Desta forma, no viés de seu instinto,
mesmo não sendo um cão de grande porte,
alto ladrava para qualquer estranho!

E em certos casos, mordeu algum distinto
visitante ou entregador de qualquer sorte,
tal qual se fosse de bem maior tamanho!

Com todo mundo assim ele implicava
que se atrevesse a cruzar nosso portão
e se ofendia quando tal “obrigação”
alguém da casa impedindo contrariava.

Mas quando a fera com alguém se acostumava,
nomeava-o “membro da matilha” na ocasião...
Vinha o padeiro a lhe dar nacos de pão
e em pouco tempo sua amizade conquistava!

Mais tarde, ele adotou o açougueiro,
o leiteiro, o verdureiro, o jornaleiro,
que tudo em casa nesse tempo se entregava...
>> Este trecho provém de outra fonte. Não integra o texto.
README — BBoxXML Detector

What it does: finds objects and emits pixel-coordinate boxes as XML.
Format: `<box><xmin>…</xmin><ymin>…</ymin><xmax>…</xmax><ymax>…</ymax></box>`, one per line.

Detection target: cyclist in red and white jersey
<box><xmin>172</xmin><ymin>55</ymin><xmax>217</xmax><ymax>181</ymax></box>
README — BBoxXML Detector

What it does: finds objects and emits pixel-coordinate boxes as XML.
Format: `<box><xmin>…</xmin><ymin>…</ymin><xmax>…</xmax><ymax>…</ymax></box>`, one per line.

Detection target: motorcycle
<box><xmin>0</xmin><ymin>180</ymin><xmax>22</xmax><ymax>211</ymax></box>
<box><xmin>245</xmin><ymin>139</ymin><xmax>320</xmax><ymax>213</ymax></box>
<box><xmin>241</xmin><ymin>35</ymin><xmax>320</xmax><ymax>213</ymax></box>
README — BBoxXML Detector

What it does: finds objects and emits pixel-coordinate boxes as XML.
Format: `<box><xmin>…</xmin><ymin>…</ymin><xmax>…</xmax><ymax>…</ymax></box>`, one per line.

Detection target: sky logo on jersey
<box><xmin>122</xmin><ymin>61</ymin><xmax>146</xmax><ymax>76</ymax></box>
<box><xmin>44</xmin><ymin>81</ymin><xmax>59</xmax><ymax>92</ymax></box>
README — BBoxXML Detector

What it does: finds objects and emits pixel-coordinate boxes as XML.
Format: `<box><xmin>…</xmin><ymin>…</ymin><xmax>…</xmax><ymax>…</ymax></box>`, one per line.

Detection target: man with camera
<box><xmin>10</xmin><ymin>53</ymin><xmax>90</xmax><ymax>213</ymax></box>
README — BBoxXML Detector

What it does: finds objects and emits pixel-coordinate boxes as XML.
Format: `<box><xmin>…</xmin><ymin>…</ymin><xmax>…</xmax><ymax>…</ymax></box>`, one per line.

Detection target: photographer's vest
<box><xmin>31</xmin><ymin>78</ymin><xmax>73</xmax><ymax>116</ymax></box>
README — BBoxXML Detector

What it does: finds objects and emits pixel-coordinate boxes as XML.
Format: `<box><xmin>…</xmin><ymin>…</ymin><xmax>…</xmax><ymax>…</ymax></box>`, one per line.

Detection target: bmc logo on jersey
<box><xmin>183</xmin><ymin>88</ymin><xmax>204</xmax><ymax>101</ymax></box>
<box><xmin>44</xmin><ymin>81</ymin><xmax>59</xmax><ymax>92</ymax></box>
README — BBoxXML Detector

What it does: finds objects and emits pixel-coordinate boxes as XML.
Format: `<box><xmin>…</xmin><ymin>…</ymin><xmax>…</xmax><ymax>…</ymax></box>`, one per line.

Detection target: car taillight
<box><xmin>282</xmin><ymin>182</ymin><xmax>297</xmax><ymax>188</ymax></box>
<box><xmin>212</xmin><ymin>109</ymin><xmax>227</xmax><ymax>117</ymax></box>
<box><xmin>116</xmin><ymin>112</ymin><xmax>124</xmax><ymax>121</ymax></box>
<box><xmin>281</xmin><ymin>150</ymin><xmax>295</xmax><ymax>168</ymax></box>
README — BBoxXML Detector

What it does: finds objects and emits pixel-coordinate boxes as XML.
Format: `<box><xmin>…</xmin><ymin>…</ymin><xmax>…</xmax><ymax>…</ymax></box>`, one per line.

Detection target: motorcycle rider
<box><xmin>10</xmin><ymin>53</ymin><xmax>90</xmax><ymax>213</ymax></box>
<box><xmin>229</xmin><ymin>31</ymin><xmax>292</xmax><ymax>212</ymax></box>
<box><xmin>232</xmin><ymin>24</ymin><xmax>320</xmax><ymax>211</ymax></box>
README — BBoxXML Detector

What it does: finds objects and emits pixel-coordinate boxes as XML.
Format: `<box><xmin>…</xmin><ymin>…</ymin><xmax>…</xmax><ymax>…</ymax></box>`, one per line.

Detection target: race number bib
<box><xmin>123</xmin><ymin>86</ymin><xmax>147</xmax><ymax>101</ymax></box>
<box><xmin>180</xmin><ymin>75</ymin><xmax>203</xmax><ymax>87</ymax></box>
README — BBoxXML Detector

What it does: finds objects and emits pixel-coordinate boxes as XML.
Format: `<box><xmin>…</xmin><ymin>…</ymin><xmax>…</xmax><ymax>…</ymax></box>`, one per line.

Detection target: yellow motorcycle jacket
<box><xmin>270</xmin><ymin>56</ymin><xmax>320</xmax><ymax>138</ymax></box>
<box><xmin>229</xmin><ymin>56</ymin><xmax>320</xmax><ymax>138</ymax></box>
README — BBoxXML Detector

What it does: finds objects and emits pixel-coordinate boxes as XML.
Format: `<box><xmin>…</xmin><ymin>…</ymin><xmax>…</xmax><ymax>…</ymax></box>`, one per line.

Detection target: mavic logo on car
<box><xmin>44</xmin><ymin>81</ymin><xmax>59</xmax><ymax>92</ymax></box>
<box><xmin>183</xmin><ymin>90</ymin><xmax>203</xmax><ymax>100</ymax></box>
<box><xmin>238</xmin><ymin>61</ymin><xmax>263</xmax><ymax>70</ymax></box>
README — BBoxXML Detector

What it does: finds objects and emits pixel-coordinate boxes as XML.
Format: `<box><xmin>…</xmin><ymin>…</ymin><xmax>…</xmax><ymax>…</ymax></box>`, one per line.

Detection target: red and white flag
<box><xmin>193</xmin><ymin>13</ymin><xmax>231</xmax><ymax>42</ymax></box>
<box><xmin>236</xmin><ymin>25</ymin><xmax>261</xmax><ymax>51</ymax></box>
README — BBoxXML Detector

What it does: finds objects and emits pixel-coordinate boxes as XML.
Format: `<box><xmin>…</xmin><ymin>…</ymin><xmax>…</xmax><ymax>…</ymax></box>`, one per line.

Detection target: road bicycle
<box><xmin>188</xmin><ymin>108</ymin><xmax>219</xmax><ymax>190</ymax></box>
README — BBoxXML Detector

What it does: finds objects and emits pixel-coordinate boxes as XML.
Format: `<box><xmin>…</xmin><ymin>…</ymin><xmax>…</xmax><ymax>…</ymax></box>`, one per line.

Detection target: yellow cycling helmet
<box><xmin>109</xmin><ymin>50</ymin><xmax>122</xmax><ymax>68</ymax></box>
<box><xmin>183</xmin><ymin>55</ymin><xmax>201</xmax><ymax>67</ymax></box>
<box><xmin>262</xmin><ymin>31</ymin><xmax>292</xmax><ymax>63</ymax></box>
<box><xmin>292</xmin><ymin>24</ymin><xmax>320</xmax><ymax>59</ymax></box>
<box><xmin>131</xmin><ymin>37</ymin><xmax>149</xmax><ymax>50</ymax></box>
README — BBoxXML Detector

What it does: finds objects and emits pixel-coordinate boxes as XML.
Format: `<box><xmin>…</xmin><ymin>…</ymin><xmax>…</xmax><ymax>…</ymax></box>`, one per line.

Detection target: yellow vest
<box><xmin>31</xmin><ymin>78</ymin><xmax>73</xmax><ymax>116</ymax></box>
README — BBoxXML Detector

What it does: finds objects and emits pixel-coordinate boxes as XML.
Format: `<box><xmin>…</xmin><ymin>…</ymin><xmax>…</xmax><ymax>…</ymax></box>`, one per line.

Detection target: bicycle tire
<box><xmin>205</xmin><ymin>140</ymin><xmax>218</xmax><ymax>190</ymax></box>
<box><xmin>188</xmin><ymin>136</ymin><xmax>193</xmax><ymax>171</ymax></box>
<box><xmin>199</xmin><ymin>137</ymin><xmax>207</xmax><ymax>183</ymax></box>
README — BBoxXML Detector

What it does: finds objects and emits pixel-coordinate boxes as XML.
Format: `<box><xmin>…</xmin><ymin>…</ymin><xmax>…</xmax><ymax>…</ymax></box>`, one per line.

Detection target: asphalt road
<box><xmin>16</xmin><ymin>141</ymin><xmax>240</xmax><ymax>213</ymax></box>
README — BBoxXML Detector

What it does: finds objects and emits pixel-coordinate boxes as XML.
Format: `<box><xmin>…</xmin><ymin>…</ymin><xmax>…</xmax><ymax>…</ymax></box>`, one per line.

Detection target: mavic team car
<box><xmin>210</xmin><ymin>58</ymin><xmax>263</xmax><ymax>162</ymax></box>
Mas quando um cheiro estranho o assaltava,
o Pirulito para morder vinha ligeiro,
quando o infeliz pelo portão passava!...

Por uns dois anos assim continuava
e no portão colocamos um aviso,
que, no geral, nem sequer era preciso:
com seus latidos bem fácil avisava!

Com as visitas a gente o desculpava
e ele gania, tal qual  bicho de bom siso
e quando alguém lhe acariciava o pelo liso,
lambia-lhe a mão e não mais incomodava.

Mas ao chegar novo desconhecido,
retomava o anterior comportamento
e nos criou mais de um constrangimento,

que alguém dizia ser mesmo proibido
ter na cidade bicho feroz agora
e até pensamos em mandá-lo embora...

Mas certo dia, de manhã bem cedo,
na calçada apareceu-nos um gatinho,
muito magro, no mais fraco miadinho:
cabia na palma, era menor que um dedo!

E tendo pena, mais ou menos em segredo,
para a cozinha transportamos o bichinho,
lhe demos leite e o chamamos de Xaninho,
de mostrá-lo ao Pirulito tendo medo!...

Mas no momento em que o cãozinho o viu,
ficou completamente transtornado,
não de raiva, como alguém pode pensar;

muito ao contrário, o bichinho o seduziu:
ele o cheirou e lambeu-o com cuidado,
entre suas patas logo estava a ronronar!...

O CÃO PIRULITO II

Ficou primeiro bastante desconfiado,
o bicho estranho cheirando com recato;
na verdade, nunca antes vira um gato,
pelos da rua o quintal sempre evitado;

a cabecinha lambeu-lhe com cuidado,
saltitando a seu redor, estranho fato,
meio estouvado, um pouco timorato,
a ganir e a correr – apalermado!...

Mas à tarde, já os dois eram amigos...
Xaninho estava em seu primeiro crescimento,
Em chumaços de papel dando tapinhas;

trepava em tudo, sem temer perigos;
caso caísse, Pirulito, num momento,
vinha acudi-lo, lambendo as orelhinhas...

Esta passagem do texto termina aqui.